Se o Estado “inventa” uma fiscalização e a impõe à sociedade, cobrando caro por ela, esta fiscalização tem a natureza jurídica de “absorver” um quantum de responsabilidade imediata, pelo menos num evento-catástrofe como o de Santa Maria. Não adianta um procurador estatal qualquer dizer: mas não foi o Estado que matou! Diante de 235 mortes esta alegação é lixo. Fica em xeque o porquê de exigências e fiscalizações se elas não adiantam nada. Em Santa Maria não adiantaram.

 Quem fiscaliza o fiscal? E o fiscal do fiscal? Essa regressão só não pode chegar na sociedade por um único fator: ela sustenta um Estado luxuoso e milionário. É claro que em última análise há uma culpa “nossa”, mas o Estado é ilegítimo para discuti-la. Somente nós, do lado de cá do balcão podemos fazê-lo. A divisão é “artificial”? Então porque somos “fiscalizados” e isso não adiantou nada em Santa Maria?

Mas a corda costuma arrebentar no lado mais fraco. Prendam o Severino! O vigia de boate que nasceu com 6 quilos, hoje tem 1,99m de altura, pesa atualmente 140 kilos, não completou o ensino fundamental e basta olhar para a figura: é o “segurança”. Prendam ele que, com sua cabeça e obediência de salário de segurança lutou para não deixar ninguém sair da boate pela porta de emergência. Prendam ele, que planejou matar 235 pessoas, só vai faltar isso. Prendam ele que “criou” a norma trabalhista  que descumprida dá justa causa, de: “por aqui não sai ninguém, entendeu Severino, nem a minha mãe!”.

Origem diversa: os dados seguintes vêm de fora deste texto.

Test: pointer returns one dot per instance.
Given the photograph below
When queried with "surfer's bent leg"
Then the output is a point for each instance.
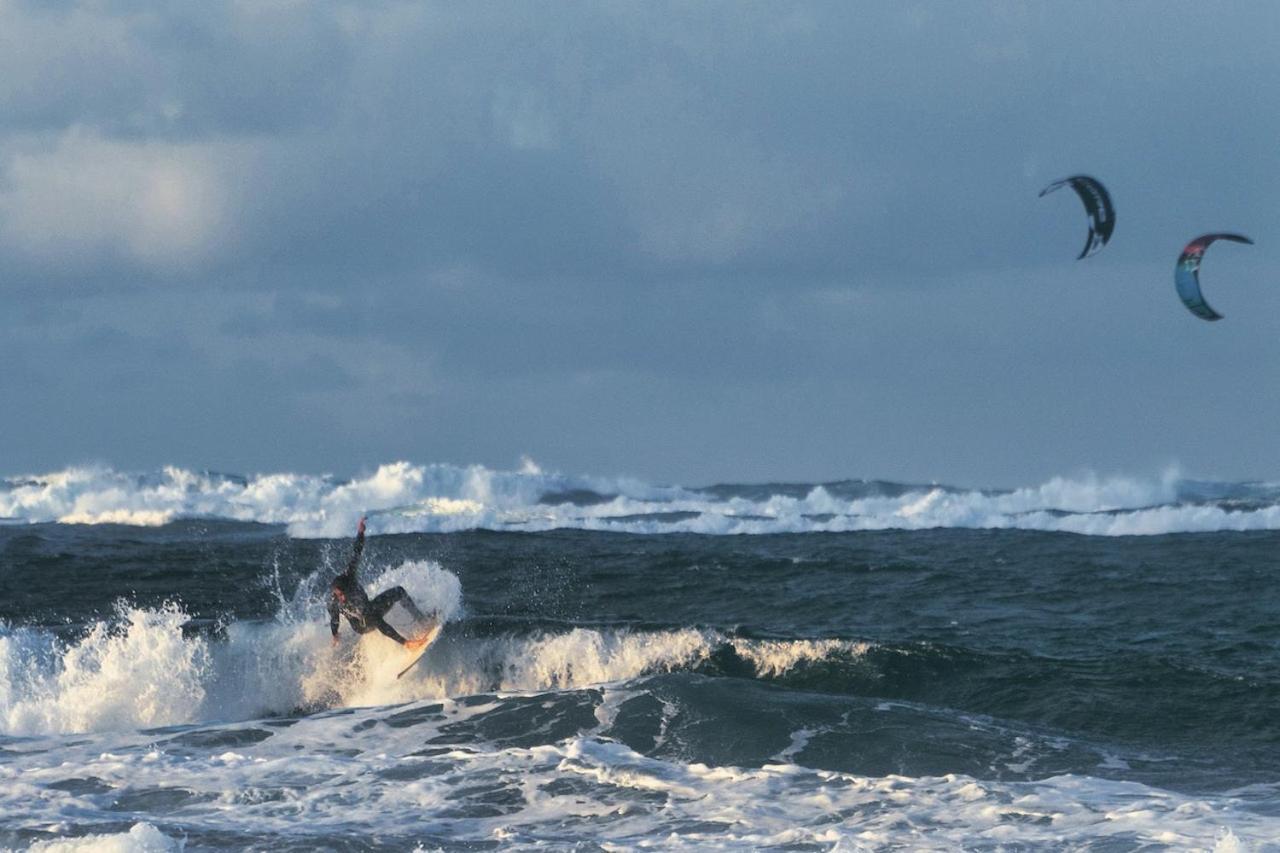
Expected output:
(380, 624)
(387, 600)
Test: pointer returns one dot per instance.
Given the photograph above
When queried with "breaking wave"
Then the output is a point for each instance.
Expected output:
(144, 667)
(403, 497)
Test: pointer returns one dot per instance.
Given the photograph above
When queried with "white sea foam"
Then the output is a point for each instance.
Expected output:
(402, 497)
(140, 670)
(142, 838)
(592, 787)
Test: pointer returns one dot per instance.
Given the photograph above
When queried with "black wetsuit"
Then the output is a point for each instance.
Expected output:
(362, 614)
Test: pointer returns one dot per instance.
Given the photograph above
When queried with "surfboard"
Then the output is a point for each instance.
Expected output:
(432, 633)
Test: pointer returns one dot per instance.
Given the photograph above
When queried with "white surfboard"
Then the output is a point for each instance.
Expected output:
(430, 634)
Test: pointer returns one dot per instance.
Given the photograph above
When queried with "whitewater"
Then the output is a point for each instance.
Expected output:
(865, 665)
(440, 498)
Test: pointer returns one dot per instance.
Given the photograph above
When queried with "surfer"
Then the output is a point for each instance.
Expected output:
(348, 598)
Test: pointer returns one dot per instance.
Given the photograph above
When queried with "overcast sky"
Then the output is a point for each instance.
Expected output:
(691, 242)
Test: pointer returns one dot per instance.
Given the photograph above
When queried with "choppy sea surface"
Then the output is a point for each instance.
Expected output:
(1084, 664)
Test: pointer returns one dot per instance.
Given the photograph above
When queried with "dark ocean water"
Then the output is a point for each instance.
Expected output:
(880, 689)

                Já se soube que há 10 grandes boates em São Paulo sem alvará. Mas também, alvará é um papel. Será que faticamente, verdadeiramente, representa garantia de algo? A boate de Santa Maria tinha alvará, válido até poucos meses atrás. E daí? Após o desastre, o prefeito de SP prometeu que “conversará” com donos de boates. Sem comentários.

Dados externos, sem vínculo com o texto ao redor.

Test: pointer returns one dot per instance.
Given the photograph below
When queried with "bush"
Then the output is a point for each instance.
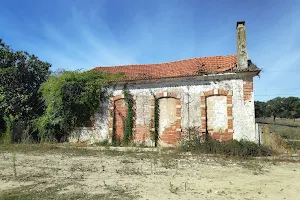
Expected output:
(241, 148)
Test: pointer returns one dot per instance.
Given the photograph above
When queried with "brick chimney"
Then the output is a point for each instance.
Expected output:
(242, 53)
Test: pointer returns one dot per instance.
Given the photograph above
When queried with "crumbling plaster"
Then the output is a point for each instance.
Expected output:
(189, 90)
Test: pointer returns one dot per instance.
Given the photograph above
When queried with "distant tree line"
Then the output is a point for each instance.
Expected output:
(282, 107)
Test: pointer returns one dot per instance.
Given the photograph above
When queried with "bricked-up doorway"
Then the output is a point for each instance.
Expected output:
(216, 114)
(120, 111)
(169, 131)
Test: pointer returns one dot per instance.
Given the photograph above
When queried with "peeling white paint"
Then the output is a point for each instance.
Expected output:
(190, 90)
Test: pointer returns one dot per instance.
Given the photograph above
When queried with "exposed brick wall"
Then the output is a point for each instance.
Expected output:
(172, 134)
(142, 133)
(248, 90)
(216, 135)
(118, 112)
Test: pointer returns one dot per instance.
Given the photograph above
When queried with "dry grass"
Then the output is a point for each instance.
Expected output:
(51, 171)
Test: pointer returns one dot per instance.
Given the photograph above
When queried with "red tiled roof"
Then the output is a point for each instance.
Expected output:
(181, 68)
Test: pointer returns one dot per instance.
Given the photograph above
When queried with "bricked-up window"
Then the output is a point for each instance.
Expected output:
(88, 123)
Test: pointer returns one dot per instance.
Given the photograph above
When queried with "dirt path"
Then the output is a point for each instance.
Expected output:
(147, 175)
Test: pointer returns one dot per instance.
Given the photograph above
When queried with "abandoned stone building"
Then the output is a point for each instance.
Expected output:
(212, 96)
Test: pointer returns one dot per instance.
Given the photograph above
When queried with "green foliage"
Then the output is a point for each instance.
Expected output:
(278, 107)
(21, 75)
(241, 148)
(128, 124)
(9, 123)
(71, 99)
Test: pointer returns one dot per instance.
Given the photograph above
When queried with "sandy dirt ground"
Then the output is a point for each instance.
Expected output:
(108, 174)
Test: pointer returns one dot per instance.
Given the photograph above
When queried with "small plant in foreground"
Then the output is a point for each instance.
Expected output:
(241, 148)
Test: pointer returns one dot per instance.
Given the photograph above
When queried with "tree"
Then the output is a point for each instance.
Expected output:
(71, 99)
(260, 109)
(21, 75)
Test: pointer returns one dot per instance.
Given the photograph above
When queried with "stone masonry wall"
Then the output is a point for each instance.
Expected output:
(240, 112)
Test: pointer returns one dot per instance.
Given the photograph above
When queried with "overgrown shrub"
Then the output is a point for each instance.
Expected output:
(71, 99)
(241, 148)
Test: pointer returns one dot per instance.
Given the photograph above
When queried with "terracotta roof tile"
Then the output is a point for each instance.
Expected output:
(181, 68)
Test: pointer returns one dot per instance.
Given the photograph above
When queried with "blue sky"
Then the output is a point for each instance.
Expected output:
(82, 34)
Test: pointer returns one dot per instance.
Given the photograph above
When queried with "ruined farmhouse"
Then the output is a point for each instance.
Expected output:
(212, 96)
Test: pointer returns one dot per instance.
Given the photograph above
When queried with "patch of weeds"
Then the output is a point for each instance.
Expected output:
(254, 166)
(173, 188)
(168, 163)
(104, 143)
(82, 168)
(118, 192)
(233, 148)
(127, 161)
(126, 170)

                Esta semana, donos responsáveis de boates deveriam estar revendo seriamente seus estabelecimentos. Frequentadores também devem rever sua vontade de “uhuuu”. Oficiais dos Bombeiros do país deveriam estar nas ruas espontaneamente vasculhando imóveis potencialmente perigosos como boates, estádios de futebol, circos, igrejas e tantos outros. Nenhum túnel da cidade de São Paulo tem extintor ou mangueira de incêndio. Você sabia? Parece que o Corpo de Bombeiros não sabe. Os buracos e instalações apropriados estão todos lá, vazios. São Paulo!

                O incêndio de Santa Maria sora impunidade e continuará sorando. A menos que um choque de ordem (de verdade) “houvesse”, nada será mudado. O legislativo já quer surfar: fazer novas leis.

Este artigo seria jurídico, tentando rediscutir a responsabilidade jurídica do Estado, o “responderão”, palavra da Constituição da República, art. 37, parágrafo 6º. Mas a revolta é grande, perde-se a mão. Quem sabe uma lei que dissesse que o governador, os secretários da área e todos os chefes de fiscalização, investigação, procuradoria ficariam automaticamente impedidos, sem salário, com qualquer desastre social com mais de 50 pessoas atingidas? Não me culpem por sonhar. É o que restou. Jean Menezes de Aguiar.